His old maple bat stood in the corner of the room. On a nearby bookshelf were his glove and baseball cap. The boy's clothes hung, cleaned, pressed and ready to wear in the closet. The room was meticulously maintained and chillingly quiet.
For more than two decades, his mother has grieved the loss of her beloved son. She couldn't bear to change a single thing in his bedroom. Then, a few weeks ago, she decided it was time. She and her husband, now in their sixties, needed to create a guest room for visiting family members. That's what brought her to FCG.

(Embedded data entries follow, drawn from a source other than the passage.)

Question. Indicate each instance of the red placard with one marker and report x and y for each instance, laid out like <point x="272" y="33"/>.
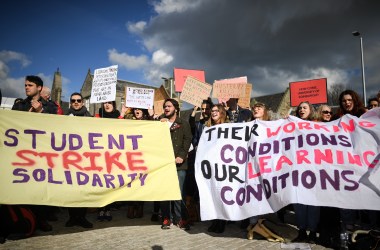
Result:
<point x="313" y="91"/>
<point x="180" y="76"/>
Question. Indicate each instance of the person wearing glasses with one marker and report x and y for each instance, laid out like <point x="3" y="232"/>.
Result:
<point x="373" y="103"/>
<point x="77" y="215"/>
<point x="77" y="107"/>
<point x="218" y="116"/>
<point x="307" y="216"/>
<point x="324" y="113"/>
<point x="35" y="103"/>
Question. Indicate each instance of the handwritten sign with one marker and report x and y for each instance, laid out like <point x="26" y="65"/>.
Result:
<point x="254" y="168"/>
<point x="104" y="84"/>
<point x="195" y="91"/>
<point x="313" y="91"/>
<point x="245" y="101"/>
<point x="180" y="76"/>
<point x="83" y="161"/>
<point x="139" y="97"/>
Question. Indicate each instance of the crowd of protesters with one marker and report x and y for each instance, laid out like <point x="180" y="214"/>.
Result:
<point x="315" y="224"/>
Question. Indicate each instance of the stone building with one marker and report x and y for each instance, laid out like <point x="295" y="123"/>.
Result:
<point x="278" y="104"/>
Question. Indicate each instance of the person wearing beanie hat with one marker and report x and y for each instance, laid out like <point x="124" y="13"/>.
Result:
<point x="34" y="102"/>
<point x="181" y="136"/>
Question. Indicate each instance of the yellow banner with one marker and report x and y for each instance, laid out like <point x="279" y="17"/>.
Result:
<point x="84" y="161"/>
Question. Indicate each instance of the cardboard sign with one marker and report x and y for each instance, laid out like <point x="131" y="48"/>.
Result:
<point x="312" y="91"/>
<point x="180" y="76"/>
<point x="75" y="161"/>
<point x="245" y="101"/>
<point x="139" y="97"/>
<point x="160" y="94"/>
<point x="104" y="85"/>
<point x="195" y="91"/>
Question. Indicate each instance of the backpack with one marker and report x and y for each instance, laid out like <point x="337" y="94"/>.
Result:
<point x="16" y="222"/>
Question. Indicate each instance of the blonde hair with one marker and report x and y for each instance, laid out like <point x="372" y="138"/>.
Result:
<point x="223" y="116"/>
<point x="266" y="116"/>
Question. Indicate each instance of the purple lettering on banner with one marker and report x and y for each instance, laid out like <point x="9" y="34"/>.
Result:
<point x="264" y="148"/>
<point x="34" y="134"/>
<point x="312" y="179"/>
<point x="51" y="177"/>
<point x="68" y="177"/>
<point x="96" y="181"/>
<point x="92" y="141"/>
<point x="240" y="196"/>
<point x="325" y="177"/>
<point x="72" y="138"/>
<point x="14" y="138"/>
<point x="283" y="178"/>
<point x="223" y="151"/>
<point x="142" y="178"/>
<point x="81" y="181"/>
<point x="39" y="175"/>
<point x="345" y="174"/>
<point x="55" y="147"/>
<point x="241" y="155"/>
<point x="134" y="138"/>
<point x="267" y="188"/>
<point x="112" y="141"/>
<point x="206" y="169"/>
<point x="133" y="177"/>
<point x="108" y="178"/>
<point x="121" y="180"/>
<point x="223" y="195"/>
<point x="21" y="173"/>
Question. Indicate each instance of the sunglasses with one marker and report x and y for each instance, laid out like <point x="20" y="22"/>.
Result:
<point x="76" y="100"/>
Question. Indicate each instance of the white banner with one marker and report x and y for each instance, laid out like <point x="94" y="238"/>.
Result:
<point x="104" y="85"/>
<point x="139" y="97"/>
<point x="254" y="168"/>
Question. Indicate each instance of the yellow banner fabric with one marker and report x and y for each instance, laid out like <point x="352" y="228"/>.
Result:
<point x="84" y="161"/>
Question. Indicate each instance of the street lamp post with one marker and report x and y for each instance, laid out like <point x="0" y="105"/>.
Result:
<point x="357" y="33"/>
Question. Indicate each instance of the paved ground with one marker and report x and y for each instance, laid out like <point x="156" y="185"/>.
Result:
<point x="124" y="233"/>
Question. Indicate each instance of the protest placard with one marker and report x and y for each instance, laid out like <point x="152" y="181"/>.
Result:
<point x="76" y="161"/>
<point x="254" y="168"/>
<point x="104" y="85"/>
<point x="312" y="91"/>
<point x="245" y="101"/>
<point x="139" y="97"/>
<point x="180" y="76"/>
<point x="195" y="91"/>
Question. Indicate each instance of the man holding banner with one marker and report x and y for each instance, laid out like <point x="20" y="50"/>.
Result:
<point x="181" y="139"/>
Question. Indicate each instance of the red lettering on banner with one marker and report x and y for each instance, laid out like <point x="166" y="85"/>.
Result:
<point x="132" y="162"/>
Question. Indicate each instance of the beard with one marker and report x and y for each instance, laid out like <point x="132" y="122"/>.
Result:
<point x="170" y="115"/>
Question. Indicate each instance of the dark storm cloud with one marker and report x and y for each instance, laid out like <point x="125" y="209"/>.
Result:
<point x="273" y="42"/>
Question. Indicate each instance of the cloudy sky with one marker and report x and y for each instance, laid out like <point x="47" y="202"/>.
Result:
<point x="272" y="42"/>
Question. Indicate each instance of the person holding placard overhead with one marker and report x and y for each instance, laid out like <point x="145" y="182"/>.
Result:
<point x="77" y="215"/>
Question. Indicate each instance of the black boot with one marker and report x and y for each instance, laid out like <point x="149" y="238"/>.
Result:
<point x="221" y="226"/>
<point x="213" y="226"/>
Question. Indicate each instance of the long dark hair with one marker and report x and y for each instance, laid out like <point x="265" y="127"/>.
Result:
<point x="358" y="108"/>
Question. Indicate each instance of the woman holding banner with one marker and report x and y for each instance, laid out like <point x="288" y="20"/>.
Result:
<point x="307" y="216"/>
<point x="218" y="116"/>
<point x="108" y="110"/>
<point x="136" y="208"/>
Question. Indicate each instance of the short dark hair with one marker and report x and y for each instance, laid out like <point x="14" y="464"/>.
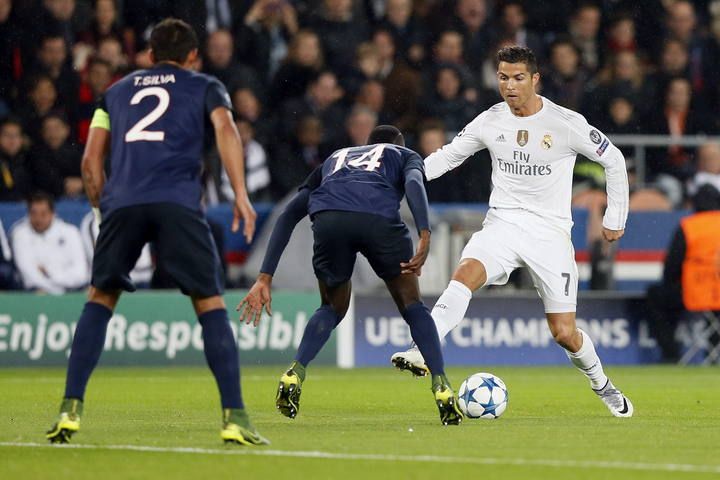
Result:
<point x="41" y="197"/>
<point x="386" y="134"/>
<point x="518" y="54"/>
<point x="172" y="40"/>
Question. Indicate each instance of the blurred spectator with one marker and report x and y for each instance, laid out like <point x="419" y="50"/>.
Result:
<point x="55" y="161"/>
<point x="48" y="252"/>
<point x="62" y="16"/>
<point x="446" y="101"/>
<point x="293" y="161"/>
<point x="218" y="61"/>
<point x="624" y="75"/>
<point x="566" y="80"/>
<point x="262" y="41"/>
<point x="402" y="83"/>
<point x="98" y="77"/>
<point x="372" y="97"/>
<point x="366" y="67"/>
<point x="42" y="98"/>
<point x="110" y="50"/>
<point x="104" y="23"/>
<point x="249" y="107"/>
<point x="303" y="62"/>
<point x="708" y="168"/>
<point x="358" y="126"/>
<point x="692" y="254"/>
<point x="676" y="118"/>
<point x="407" y="31"/>
<point x="8" y="280"/>
<point x="584" y="28"/>
<point x="682" y="25"/>
<point x="14" y="169"/>
<point x="513" y="20"/>
<point x="674" y="60"/>
<point x="621" y="35"/>
<point x="448" y="51"/>
<point x="257" y="171"/>
<point x="339" y="31"/>
<point x="52" y="60"/>
<point x="143" y="270"/>
<point x="10" y="56"/>
<point x="321" y="100"/>
<point x="472" y="23"/>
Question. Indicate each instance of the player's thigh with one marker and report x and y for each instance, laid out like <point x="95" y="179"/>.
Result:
<point x="123" y="234"/>
<point x="187" y="250"/>
<point x="386" y="244"/>
<point x="334" y="247"/>
<point x="551" y="262"/>
<point x="495" y="247"/>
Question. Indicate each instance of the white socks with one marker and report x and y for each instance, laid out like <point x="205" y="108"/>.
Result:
<point x="587" y="361"/>
<point x="450" y="308"/>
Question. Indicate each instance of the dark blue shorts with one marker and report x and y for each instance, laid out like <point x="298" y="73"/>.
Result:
<point x="339" y="236"/>
<point x="184" y="245"/>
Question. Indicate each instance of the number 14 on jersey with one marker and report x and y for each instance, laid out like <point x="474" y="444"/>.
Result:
<point x="370" y="160"/>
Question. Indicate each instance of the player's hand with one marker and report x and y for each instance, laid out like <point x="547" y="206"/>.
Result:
<point x="415" y="264"/>
<point x="258" y="297"/>
<point x="612" y="235"/>
<point x="243" y="211"/>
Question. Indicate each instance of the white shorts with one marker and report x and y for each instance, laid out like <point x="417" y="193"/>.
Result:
<point x="515" y="238"/>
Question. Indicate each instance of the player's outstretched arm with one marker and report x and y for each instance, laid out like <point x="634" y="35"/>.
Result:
<point x="452" y="155"/>
<point x="251" y="306"/>
<point x="231" y="153"/>
<point x="417" y="201"/>
<point x="592" y="143"/>
<point x="93" y="162"/>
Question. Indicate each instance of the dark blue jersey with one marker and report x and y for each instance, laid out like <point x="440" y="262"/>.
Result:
<point x="157" y="127"/>
<point x="369" y="179"/>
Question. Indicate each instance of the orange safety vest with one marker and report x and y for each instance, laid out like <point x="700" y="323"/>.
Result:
<point x="701" y="266"/>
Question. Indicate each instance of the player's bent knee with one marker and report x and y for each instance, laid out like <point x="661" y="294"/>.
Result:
<point x="107" y="298"/>
<point x="471" y="273"/>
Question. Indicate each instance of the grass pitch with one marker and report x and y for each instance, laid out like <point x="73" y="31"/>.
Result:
<point x="365" y="424"/>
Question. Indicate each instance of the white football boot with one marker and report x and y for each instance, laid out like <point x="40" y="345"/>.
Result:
<point x="412" y="361"/>
<point x="618" y="404"/>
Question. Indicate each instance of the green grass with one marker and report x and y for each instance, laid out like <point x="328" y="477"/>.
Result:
<point x="552" y="417"/>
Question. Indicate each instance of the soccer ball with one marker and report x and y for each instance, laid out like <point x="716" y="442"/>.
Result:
<point x="483" y="395"/>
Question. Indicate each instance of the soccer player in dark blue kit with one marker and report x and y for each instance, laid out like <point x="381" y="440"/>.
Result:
<point x="353" y="200"/>
<point x="152" y="123"/>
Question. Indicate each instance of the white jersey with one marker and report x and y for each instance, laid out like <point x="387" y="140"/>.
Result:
<point x="533" y="159"/>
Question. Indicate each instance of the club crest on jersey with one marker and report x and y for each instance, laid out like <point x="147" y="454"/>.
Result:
<point x="546" y="142"/>
<point x="522" y="137"/>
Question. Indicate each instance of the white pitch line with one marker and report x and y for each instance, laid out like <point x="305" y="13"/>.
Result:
<point x="261" y="452"/>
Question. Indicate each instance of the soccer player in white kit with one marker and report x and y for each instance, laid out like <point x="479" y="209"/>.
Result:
<point x="533" y="144"/>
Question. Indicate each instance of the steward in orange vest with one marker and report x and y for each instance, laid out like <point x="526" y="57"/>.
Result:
<point x="691" y="274"/>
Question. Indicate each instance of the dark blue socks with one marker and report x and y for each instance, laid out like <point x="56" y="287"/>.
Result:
<point x="222" y="356"/>
<point x="317" y="332"/>
<point x="425" y="336"/>
<point x="87" y="346"/>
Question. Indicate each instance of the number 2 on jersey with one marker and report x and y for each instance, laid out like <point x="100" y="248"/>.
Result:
<point x="138" y="133"/>
<point x="370" y="159"/>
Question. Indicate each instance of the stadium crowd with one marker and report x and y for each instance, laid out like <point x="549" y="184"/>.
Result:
<point x="309" y="76"/>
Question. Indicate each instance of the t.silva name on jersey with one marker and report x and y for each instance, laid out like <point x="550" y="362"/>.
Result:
<point x="146" y="80"/>
<point x="520" y="165"/>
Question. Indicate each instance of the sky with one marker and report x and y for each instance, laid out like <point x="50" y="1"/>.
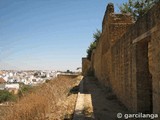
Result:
<point x="48" y="34"/>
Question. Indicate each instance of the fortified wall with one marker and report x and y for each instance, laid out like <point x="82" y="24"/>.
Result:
<point x="127" y="59"/>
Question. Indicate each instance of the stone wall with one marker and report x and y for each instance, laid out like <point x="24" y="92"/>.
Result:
<point x="127" y="59"/>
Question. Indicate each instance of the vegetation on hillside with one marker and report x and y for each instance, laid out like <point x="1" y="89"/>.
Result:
<point x="7" y="96"/>
<point x="93" y="44"/>
<point x="47" y="100"/>
<point x="137" y="8"/>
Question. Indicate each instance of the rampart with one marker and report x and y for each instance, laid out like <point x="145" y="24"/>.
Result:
<point x="127" y="59"/>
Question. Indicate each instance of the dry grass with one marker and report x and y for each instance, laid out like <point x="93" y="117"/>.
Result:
<point x="46" y="100"/>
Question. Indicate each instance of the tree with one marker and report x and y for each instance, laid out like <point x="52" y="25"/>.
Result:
<point x="137" y="8"/>
<point x="93" y="44"/>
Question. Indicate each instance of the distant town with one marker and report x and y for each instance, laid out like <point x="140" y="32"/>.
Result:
<point x="12" y="79"/>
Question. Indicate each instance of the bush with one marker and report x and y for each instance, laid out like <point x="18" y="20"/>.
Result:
<point x="7" y="96"/>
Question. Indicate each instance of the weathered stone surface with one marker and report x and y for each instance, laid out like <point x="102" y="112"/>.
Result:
<point x="127" y="58"/>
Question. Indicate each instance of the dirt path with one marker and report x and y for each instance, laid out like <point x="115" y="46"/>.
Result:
<point x="105" y="104"/>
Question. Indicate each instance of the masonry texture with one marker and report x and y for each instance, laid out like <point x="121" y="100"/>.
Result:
<point x="127" y="59"/>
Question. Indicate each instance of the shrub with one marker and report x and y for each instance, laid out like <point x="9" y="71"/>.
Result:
<point x="7" y="96"/>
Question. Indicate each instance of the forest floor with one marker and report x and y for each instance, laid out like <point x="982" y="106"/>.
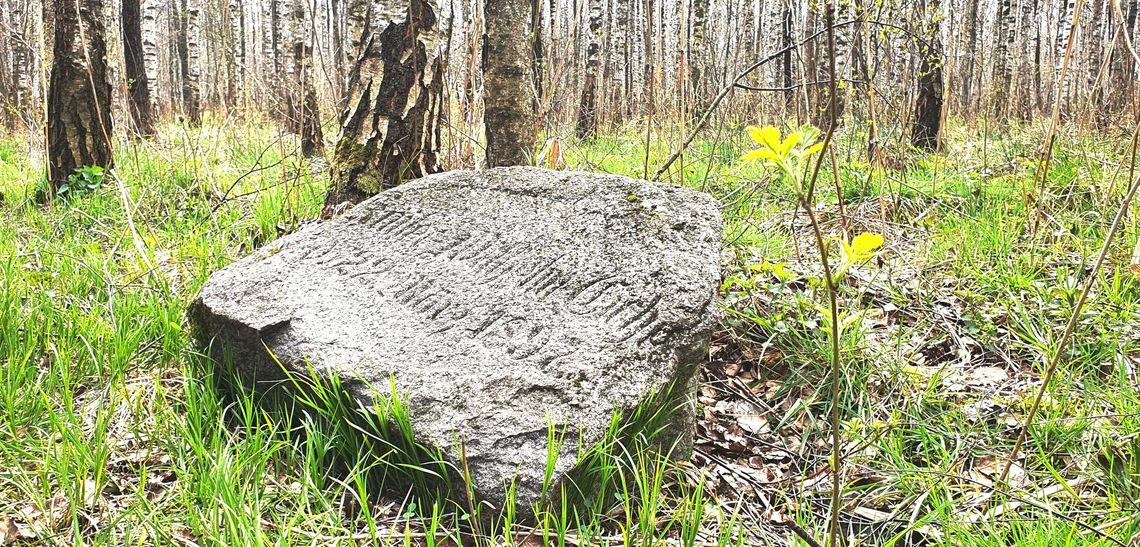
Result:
<point x="113" y="431"/>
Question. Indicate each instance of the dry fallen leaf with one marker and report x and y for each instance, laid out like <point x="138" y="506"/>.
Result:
<point x="9" y="532"/>
<point x="752" y="424"/>
<point x="1136" y="258"/>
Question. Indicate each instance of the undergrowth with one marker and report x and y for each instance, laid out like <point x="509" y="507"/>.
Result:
<point x="115" y="430"/>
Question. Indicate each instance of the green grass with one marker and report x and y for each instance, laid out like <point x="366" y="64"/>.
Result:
<point x="114" y="430"/>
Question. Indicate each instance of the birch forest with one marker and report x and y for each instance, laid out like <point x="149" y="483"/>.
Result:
<point x="600" y="64"/>
<point x="570" y="272"/>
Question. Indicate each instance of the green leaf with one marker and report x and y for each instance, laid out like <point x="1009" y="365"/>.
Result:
<point x="790" y="143"/>
<point x="759" y="154"/>
<point x="767" y="136"/>
<point x="864" y="245"/>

Diana, an ASID certified interior designer, would later say that the renovation would become one of the greatest challenges of her career. That wasn't because of the complexity of the design but rather the intensity of emotions - her client's and her own.
Every time before entering the room, Diana would pause. "It looked just like yours when you were growing up," she told me. "Or our three boys' rooms now." Which is to say that it looked like any boy's room in America: a twin maple bed, trophies, sports equipment and photos of siblings, Mom and Dad. For Diana, it was a reminder that life is fragile.
With the couple's permission, Diana injected new life into the silent room. She outfitted both windows with bright cornice boards and gave the walls a coat of fresh paint. She unrolled a Persian rug. Then, our moving guys brought in the furniture: a four-poster rice-carved bed, a mahogany dresser and a secretary desk. New bedding and a flock of pillows completed the cozy scene.
When she presented the fully decorated room to the couple, the mother had to fight to catch her breath. Then, marveling at the change, she said slowly, "A new room for the new year." Later, she thanked Diana. "It's hard to let go of the past," she admitted. "You made it easier."